- Supreme Court of the United States

Argued April 16, 1991 Decided June 17, 1991
- Full case name: Metropolitan Washington Airports Authority v. Citizens for Abatement of Aircraft Noise, Inc.
- Docket no.: 90-906
- Citations: 501 U.S. 252 (more)
- Argument: Oral argument

Holding
- Congress may not delegate the power to execute the law to agents subject to its control

Court membership
- Chief Justice William Rehnquist Associate Justices Byron White · Thurgood Marshall Harry Blackmun · John P. Stevens Sandra Day O'Connor · Antonin Scalia Anthony Kennedy · David Souter

Case opinions
- Majority: Stevens, joined by Blackmun, O'Connor, Scalia, Kennedy, Souter
- Dissent: White, joined by Rehnquist, Marshall

Laws applied
- U.S. Const. art.

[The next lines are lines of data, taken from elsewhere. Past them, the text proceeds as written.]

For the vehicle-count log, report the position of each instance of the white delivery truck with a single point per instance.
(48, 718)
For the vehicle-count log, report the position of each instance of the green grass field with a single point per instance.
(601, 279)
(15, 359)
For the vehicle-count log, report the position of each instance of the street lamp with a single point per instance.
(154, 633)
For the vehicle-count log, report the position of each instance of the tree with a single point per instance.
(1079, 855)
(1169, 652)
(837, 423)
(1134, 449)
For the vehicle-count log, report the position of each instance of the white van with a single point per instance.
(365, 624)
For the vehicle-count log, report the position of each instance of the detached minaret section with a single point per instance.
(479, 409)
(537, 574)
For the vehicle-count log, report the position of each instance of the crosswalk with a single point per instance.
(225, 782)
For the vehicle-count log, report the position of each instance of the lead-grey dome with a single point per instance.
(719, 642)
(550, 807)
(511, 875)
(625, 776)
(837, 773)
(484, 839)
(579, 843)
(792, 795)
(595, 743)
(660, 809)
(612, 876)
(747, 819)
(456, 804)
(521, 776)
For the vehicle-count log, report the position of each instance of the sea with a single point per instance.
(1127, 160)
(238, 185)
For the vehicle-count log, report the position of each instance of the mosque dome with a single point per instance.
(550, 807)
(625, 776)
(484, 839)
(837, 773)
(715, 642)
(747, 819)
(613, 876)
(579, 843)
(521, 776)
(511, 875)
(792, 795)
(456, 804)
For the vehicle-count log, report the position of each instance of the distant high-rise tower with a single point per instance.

II, § 2, cl. 2 U.S. Const. art. I, § 7, cl. 2 & 3

= Metropolitan Washington Airports Authority v. Citizens for Abatement of Aircraft Noise, Inc. =

Metropolitan Washington Airports Authority v. Citizens for Abatement of Aircraft Noise, Inc., 501 U.S. 252 (1991), was a decision of the Supreme Court of the United States on the United States Constitution's separation of powers doctrine. The Court declared Congress may not vest executive power into agents subject to Congress's control.